HTCondor Monitoring at UW-Madison
Our monitoring is based around the output of the
condor_gangliad,
which polls the Collector every minute.
Ganglia
Our primary dashboard is the
"Miron dashboard",
which is focused on reporting the aggregated utilization of our HTCondor pool.
For example, we can see how many CPU cores are in use,
why some CPU cores are idle (e.g. machines have run out of allocatable memory),
and how many machines are in the draining state.
Todd has made available both our gangliad config and Ganglia dashboard config
as part of the materials to his
European HTCondor Workshop "Monitoring HTCondor" talk.
When our admins spot unusual behavior in our utilization graphs,
they can bring up utilization graphs of individual machines or users
to help narrow down the culprit(s).
Grafana
We (attempt to) forward many of the metrics we monitor with Ganglia
to a Graphite Carbon database.
For example,
the aggregated pool metrics from our Ganglia Miron dashboard are forwarded,
and we have
a Grafana dashboard that mirrors our Ganglia dashboard.

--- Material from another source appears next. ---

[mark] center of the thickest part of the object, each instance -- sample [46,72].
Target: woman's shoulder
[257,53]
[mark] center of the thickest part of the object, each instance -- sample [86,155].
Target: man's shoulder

How to forward metrics to a Carbon database from Ganglia:
# Forward metrics to Carbon via UDP
# added to /etc/ganglia/gmetad.conf
carbon_server localhost
carbon_port 2003
carbon_protocol udp
graphite_prefix "ganglia"
(Warning, this will generate a lot of errors in your Carbon logs!)
Future monitoring
We are working on converting the
condor_gangliad to a more generic
condor_metricd
that sends raw metrics not only to Ganglia but can send aggregated metrics to
Carbon,
InfluxDB, etc. and/or write them to disk in JSON files.
We are working on a web-based "HTCondor View" tool that
reads and displays graphs from these JSON files.